Timm was 19 when he died.
Ness, a Woodbury, Minnesota, resident who was named after Timm, says his uncle wasn't frequently discussed in the family. That's because his mother, Timm's younger sister, was only a toddler when Timm went off to serve in the Navy. Yet, his memory influenced Ness' life as he grew older by giving him perspective on life's hardships.
"When I thought I was having a bad day, I would think of my uncle," Ness said. "Here was a man that joined the military. (He) didn't know there was going to be a war, a surprise attack. And at the age of 19, he gave his life."
Ness said he doesn't know why Timm joined the Navy, but it's easy to imagine that economic hardship played a role. Still in the shadow of the Great Depression, Kellogg was a hardscrabble community. His dad, when he was a boy, was sent to live with his uncle, because his parents couldn't feed him. The military offered food, shelter and the ability to make some money.
Timm's remains went unidentified for nearly 80 years. Soon after the attack and through June 1944, the remains of those who died in the Oklahoma were recovered and interred at two cemeteries in Hawaii. In 1947, the remains were disinterred from the two cemeteries by officials and sent to a lab for identification.
But only 35 out of the 429 killed were identified, according to the National Park Service website. The rest were buried as "unknown" in 46 plots at the National Memorial Cemetery of the Pacific, known as the Punch Bowl, in Honolulu.
In 2003, efforts at identifying the sailors were renewed — and began to bear fruit. Using anthropological and DNA evidence, scientists were able to identify the remains of five sailors from one disinterred casket that contained the remains of 95 commingled individuals. In 2015, the effort broadened. Personnel from the Defense POW/MIA Accounting Agency began exhuming the rest of the remains from the cemetery for analysis.

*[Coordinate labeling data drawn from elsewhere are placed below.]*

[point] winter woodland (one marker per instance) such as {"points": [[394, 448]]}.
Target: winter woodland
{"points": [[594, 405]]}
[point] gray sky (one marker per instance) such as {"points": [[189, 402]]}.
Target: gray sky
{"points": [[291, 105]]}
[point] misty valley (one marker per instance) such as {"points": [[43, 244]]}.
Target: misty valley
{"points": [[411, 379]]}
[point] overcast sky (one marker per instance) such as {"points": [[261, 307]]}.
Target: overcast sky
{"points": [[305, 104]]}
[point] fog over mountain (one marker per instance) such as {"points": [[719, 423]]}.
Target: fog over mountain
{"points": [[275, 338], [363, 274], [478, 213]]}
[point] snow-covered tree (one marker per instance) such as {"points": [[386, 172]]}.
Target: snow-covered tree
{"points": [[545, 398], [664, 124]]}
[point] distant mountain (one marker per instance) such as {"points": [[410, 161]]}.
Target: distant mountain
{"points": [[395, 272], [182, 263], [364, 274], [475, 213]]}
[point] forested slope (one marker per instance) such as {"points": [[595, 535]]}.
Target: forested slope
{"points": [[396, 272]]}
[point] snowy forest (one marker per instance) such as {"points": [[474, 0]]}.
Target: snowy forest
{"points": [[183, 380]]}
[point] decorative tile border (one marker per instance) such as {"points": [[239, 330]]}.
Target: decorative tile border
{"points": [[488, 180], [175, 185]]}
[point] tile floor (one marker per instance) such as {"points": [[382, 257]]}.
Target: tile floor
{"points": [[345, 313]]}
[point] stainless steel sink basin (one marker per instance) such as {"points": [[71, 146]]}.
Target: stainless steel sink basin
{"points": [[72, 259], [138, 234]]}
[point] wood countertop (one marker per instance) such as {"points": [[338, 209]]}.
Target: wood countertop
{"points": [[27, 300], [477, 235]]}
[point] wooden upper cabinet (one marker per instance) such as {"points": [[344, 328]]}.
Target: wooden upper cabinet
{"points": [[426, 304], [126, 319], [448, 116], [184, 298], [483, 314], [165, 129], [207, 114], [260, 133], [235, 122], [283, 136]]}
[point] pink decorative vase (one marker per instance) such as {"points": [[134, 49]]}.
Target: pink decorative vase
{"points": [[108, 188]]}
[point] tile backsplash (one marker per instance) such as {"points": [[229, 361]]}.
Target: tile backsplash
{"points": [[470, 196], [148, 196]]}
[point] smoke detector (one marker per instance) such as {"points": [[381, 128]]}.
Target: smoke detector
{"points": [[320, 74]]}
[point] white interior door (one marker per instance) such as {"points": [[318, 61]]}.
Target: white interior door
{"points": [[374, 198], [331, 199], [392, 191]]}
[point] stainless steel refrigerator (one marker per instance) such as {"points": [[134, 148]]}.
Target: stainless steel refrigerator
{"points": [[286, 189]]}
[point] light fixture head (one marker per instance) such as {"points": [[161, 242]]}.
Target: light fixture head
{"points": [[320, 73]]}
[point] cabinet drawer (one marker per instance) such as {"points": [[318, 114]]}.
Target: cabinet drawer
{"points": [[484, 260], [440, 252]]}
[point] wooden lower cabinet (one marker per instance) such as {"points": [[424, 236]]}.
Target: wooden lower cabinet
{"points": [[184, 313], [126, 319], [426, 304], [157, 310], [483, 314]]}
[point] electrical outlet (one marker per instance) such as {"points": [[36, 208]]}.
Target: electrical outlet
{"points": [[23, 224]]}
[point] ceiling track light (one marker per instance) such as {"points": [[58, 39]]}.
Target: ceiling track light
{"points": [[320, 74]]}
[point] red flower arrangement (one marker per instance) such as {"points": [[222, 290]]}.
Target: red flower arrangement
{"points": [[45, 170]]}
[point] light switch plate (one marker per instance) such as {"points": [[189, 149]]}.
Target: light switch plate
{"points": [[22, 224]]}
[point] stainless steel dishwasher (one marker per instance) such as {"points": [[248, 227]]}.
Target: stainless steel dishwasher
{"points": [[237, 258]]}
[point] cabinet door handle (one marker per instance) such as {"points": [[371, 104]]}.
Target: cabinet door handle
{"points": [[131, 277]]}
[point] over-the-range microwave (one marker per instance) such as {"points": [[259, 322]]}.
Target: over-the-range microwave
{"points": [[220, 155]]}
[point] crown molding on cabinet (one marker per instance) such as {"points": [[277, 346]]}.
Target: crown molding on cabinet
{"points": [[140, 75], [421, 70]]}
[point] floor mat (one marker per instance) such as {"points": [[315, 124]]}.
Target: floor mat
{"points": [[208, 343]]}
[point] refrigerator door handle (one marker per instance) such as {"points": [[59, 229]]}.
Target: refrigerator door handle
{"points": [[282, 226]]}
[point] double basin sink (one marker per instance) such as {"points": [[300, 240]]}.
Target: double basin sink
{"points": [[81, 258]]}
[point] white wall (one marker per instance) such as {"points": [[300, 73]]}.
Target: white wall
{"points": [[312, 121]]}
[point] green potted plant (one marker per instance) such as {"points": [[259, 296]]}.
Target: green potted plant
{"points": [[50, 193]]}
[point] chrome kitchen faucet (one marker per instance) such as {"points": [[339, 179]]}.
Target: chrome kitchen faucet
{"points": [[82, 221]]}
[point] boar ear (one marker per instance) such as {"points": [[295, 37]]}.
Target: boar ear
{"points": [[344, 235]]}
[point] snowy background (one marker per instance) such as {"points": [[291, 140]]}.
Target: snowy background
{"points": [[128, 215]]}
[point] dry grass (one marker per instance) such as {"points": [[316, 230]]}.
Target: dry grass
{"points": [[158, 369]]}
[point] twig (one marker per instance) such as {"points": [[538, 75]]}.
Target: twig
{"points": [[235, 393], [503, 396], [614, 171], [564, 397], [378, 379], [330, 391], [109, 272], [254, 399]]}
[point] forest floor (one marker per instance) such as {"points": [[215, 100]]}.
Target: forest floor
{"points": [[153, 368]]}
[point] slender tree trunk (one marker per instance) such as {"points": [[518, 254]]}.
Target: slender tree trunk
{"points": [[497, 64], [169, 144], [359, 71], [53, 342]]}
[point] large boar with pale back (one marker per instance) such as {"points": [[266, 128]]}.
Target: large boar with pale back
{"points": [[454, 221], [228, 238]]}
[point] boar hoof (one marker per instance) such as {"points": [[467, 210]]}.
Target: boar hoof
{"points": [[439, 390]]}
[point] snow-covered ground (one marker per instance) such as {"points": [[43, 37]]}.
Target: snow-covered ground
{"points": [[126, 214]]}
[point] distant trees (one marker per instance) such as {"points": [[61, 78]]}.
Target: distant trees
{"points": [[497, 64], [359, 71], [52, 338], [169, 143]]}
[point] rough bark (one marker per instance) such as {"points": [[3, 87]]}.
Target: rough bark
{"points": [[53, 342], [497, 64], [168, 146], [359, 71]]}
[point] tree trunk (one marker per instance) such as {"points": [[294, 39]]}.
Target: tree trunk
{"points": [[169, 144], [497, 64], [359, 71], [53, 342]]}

Four years ago, Ness and all of his first-born cousins submitted DNA samples to the military through a mouth swab. Two years later, officials told them that some of Timm's remains — a skull, an arm bone and a leg bone — had been identified.
Through it all, Ness has been amazed at the military's commitment and dedication to bringing "these guys home."
"It seems like a great idea to do this, but that they would actually go through all this and then make it happen. I don't know, if you made me bet my house, which way I would have bet," Ness said.
There is sadness mixed in with awe in the moment. The people who knew Timm and cherished his memory, including three brothers and two sisters, had all died by the time Timm's remains were brought home.
"The reason I felt so sad about it was: It took 80 years to do this," Ness said. "If this had happened 20 or 30 years ago, all his brothers and sisters would have been alive. They were the ones that knew him and were close to him and suffered the greatest amount of loss."